Потом он вспомнил своих соседей, уютный диван, который дожидался его в квартире, и потихоньку приободрился. Хотя, если вспомнить, какой год на дворе…
– Интересно, кто из них меня заложит, – пробормотал Сергей и пошел домой.
В темноте было почти не видно, как в окне второго этажа тихонько колыхнулась белая занавеска.
VII
Рано утром в лаборатории Барсов снова и снова прокручивал записи разговоров супругов Хворовых.
– Невероятно, – бормотал он, – какое полное отсутствие любопытства.
Супруги болтали целый час перед сном, ни словом не упомянув его пластмассовые ведра, авангардную для того времени одежду и суперобои. Николай Васильевич заметил, что Сергей – приятный молодой человек, выразил надежду, что он будет хорошо работать, а Раиса Кузьминична пожелала, чтобы он поскорее женился и наладил художественную самодеятельность в институте.

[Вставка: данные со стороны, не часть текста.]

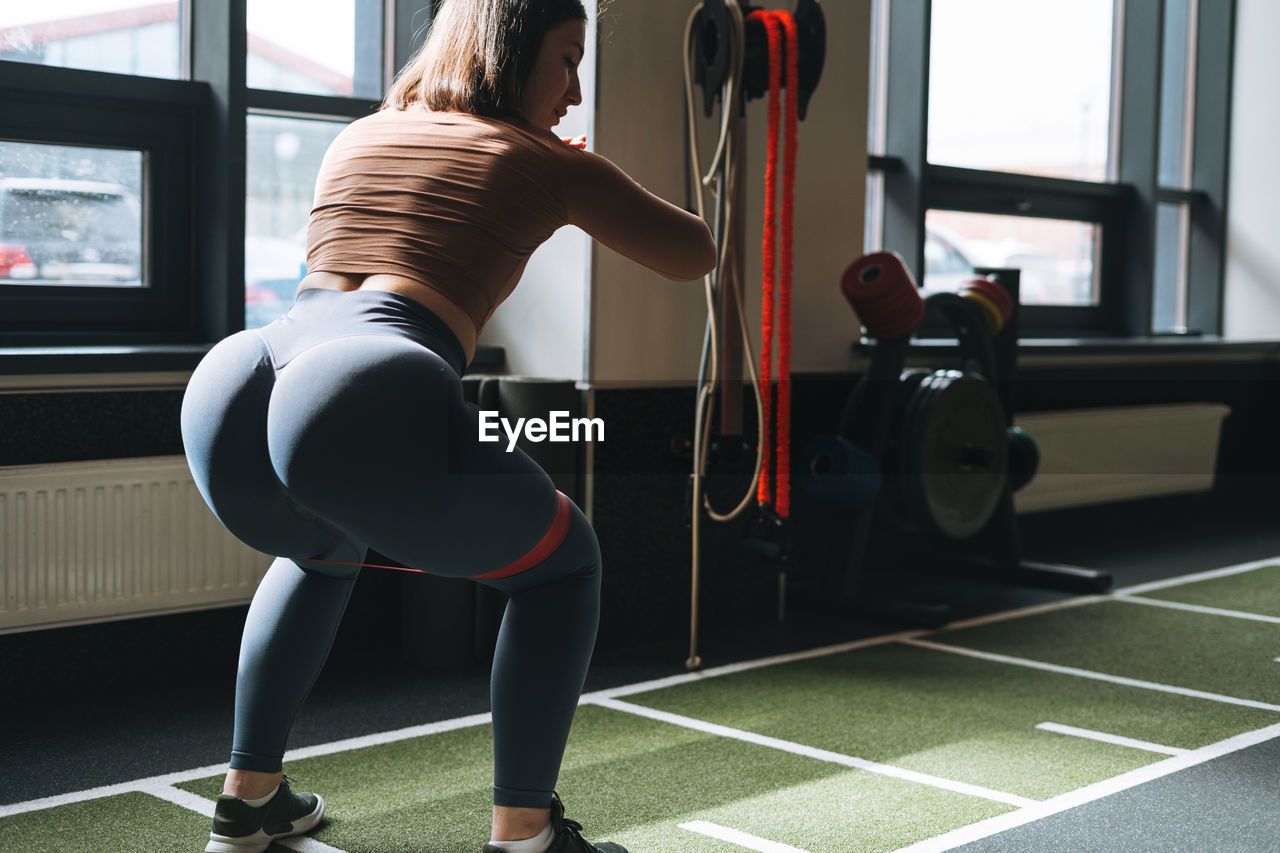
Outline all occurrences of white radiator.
[0,456,271,633]
[1014,403,1231,512]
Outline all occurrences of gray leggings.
[182,289,600,808]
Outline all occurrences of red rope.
[749,9,800,517]
[748,9,782,505]
[773,12,800,519]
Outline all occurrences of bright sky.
[926,0,1112,179]
[0,0,356,74]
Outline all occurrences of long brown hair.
[381,0,586,115]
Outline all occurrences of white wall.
[588,0,870,386]
[1224,0,1280,339]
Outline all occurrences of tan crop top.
[307,109,572,332]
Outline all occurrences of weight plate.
[902,370,1009,539]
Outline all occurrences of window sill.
[852,336,1280,368]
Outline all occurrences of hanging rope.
[749,10,800,519]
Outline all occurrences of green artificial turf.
[1142,566,1280,616]
[626,637,1280,799]
[179,706,1011,853]
[929,601,1280,701]
[0,793,212,853]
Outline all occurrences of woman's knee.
[477,498,600,594]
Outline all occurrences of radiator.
[0,456,271,633]
[1014,403,1231,512]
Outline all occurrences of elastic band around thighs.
[471,491,573,580]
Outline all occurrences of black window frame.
[0,0,409,361]
[0,61,209,346]
[868,0,1235,339]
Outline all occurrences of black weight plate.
[904,370,1009,539]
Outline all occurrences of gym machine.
[797,252,1111,626]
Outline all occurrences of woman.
[182,0,716,853]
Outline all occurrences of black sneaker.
[205,776,324,853]
[480,794,627,853]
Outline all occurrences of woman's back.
[307,108,571,332]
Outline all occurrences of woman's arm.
[564,150,717,282]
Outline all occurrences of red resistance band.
[748,9,800,519]
[306,491,573,580]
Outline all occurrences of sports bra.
[306,108,571,333]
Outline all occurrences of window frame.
[0,61,207,346]
[0,0,399,361]
[868,0,1236,338]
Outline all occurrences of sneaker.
[205,776,324,853]
[481,794,627,853]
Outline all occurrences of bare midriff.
[298,272,477,364]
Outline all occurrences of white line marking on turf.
[1114,557,1280,596]
[1036,722,1190,756]
[275,835,347,853]
[0,713,493,817]
[895,724,1280,853]
[902,639,1280,711]
[680,821,808,853]
[902,639,1280,711]
[1115,596,1280,625]
[594,699,1038,807]
[138,785,216,817]
[582,622,933,704]
[141,785,347,853]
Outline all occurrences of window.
[0,142,146,287]
[867,0,1234,337]
[0,0,182,79]
[246,0,383,100]
[0,0,391,350]
[244,115,346,328]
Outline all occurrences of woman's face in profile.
[520,20,586,131]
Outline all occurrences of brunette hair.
[381,0,586,115]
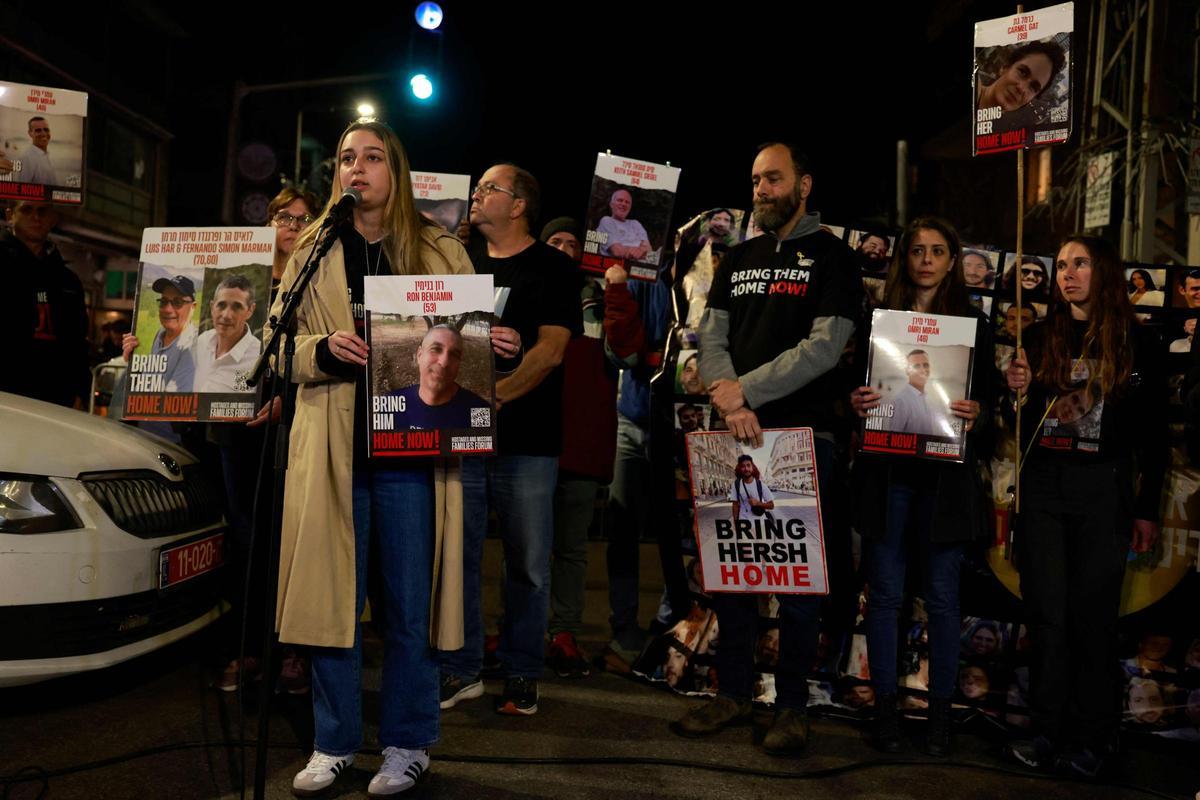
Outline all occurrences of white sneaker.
[292,750,354,798]
[367,747,430,798]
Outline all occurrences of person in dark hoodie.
[541,217,644,678]
[0,200,91,408]
[673,143,862,756]
[1006,235,1168,777]
[851,217,992,756]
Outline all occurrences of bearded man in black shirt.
[673,143,862,754]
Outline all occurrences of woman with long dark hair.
[850,217,991,756]
[1006,235,1166,776]
[271,120,511,796]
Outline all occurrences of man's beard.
[754,184,800,231]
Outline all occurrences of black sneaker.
[442,673,484,709]
[496,678,538,717]
[1004,736,1055,770]
[546,631,592,678]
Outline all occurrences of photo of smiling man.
[386,324,491,431]
[192,275,263,393]
[124,271,203,392]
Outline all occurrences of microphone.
[322,186,362,228]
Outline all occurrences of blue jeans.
[712,438,833,711]
[866,480,962,698]
[605,415,648,644]
[439,456,558,680]
[311,465,440,756]
[550,475,600,637]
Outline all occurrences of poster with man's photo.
[364,275,496,458]
[582,152,679,281]
[0,80,88,205]
[1000,253,1054,302]
[962,245,1003,293]
[125,228,275,422]
[846,228,895,279]
[1038,359,1104,453]
[412,172,470,234]
[686,428,829,595]
[971,2,1075,156]
[862,308,974,462]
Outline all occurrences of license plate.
[158,534,224,589]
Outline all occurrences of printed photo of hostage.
[364,275,496,458]
[192,265,268,395]
[383,323,491,431]
[1171,267,1200,311]
[996,297,1046,342]
[962,247,1000,290]
[1003,253,1050,303]
[868,344,971,438]
[121,264,204,395]
[686,428,828,595]
[976,37,1068,133]
[971,2,1074,156]
[674,350,708,397]
[846,229,895,277]
[0,82,87,204]
[581,154,681,281]
[1126,267,1166,308]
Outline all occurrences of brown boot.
[762,709,809,756]
[671,694,754,739]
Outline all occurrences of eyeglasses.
[274,211,314,228]
[472,181,521,200]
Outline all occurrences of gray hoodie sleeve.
[700,307,738,389]
[739,317,854,409]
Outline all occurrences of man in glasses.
[442,164,582,716]
[124,275,196,392]
[0,116,59,186]
[0,200,91,407]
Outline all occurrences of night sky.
[0,0,1051,241]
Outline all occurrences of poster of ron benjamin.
[862,308,978,462]
[686,428,829,595]
[582,152,679,281]
[365,275,496,457]
[0,82,88,205]
[125,228,275,422]
[971,2,1075,156]
[412,172,470,233]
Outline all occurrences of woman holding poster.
[271,121,506,796]
[1006,235,1166,777]
[851,217,991,756]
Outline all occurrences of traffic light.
[404,1,445,106]
[408,72,433,102]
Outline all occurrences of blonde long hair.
[296,120,451,275]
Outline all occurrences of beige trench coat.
[268,227,474,650]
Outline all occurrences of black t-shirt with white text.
[708,230,863,431]
[475,241,583,457]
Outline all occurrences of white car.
[0,392,226,686]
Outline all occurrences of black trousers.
[1016,458,1133,750]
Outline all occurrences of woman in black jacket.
[1006,235,1166,777]
[851,217,991,756]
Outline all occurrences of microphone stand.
[246,221,338,800]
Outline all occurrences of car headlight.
[0,475,80,534]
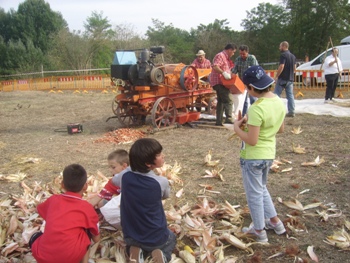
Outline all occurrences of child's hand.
[86,194,102,208]
[233,111,248,132]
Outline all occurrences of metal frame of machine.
[108,46,216,129]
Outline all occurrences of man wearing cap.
[209,44,237,126]
[232,45,258,116]
[234,66,286,242]
[191,50,211,68]
[274,41,296,117]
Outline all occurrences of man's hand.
[86,194,102,208]
[222,71,231,79]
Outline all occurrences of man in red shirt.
[210,44,237,126]
[29,164,100,263]
[191,50,211,68]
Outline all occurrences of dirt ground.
[0,92,350,262]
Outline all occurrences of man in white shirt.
[324,48,343,103]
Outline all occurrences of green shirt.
[240,96,286,160]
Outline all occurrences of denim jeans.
[274,79,295,114]
[124,229,176,262]
[213,84,233,125]
[240,159,277,230]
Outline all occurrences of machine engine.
[111,46,165,86]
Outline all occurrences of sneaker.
[265,218,286,235]
[129,246,143,263]
[242,223,268,243]
[151,249,167,263]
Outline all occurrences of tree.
[191,19,240,60]
[113,24,150,49]
[49,29,94,74]
[11,0,67,54]
[241,3,291,63]
[146,19,194,64]
[84,11,115,68]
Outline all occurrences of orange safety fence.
[0,75,111,91]
[266,69,350,91]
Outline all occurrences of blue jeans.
[274,79,295,114]
[240,159,277,230]
[124,229,176,262]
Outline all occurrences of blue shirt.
[112,167,170,246]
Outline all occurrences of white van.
[296,36,350,85]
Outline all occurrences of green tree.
[84,11,115,68]
[11,0,67,54]
[191,19,241,60]
[241,3,291,63]
[113,24,150,49]
[146,19,194,64]
[49,29,94,74]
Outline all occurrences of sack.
[100,194,121,228]
[220,74,245,94]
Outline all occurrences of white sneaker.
[242,223,269,243]
[265,218,286,235]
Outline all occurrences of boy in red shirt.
[29,164,100,263]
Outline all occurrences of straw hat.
[196,50,205,57]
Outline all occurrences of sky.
[0,0,281,35]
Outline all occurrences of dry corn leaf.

– Надо будет обсудить этот вопрос на следующем партсобрании, – зевнула она, и чета Хворовых погрузилась в спокойный глубокий сон.
Их утренние разговоры касались уже работы. Было ясно, что они воспринимали Сергея как своего соседа и коллегу – но не более того.
– Черт знает что! – злился шеф, думая, как задеть любопытство соседей, которое, наконец, перерастет в зависть. – Не с чем работать. Чем же их, черт побери, подцепить?
Он вставил диск с разговорами в инфаковской аудитории, где Сергей преподавал английский. Там его ждали некоторые открытия.
– Нинка, – послышался голос «комрад» Секретаревой. – От тебя, что ли, пудрой воняет?
– Тише ты, – прошептала ее собеседница Нина. – Я не пудрюсь. Это Демин мимо прошел.
– Точно, – заржала Секретарева. – Демин пудрится. На каждой перемене коробку достает. У него и тетради все жирные от пудры.
Барсов не сразу вспомнил, что его современницы о компактной пудре еще не подозревали, а пудру добывали из круглых коробочек, где она лежала в виде тошнотворно пахнущего розового порошка. Вместо пуховок использовали неопрятные ватки.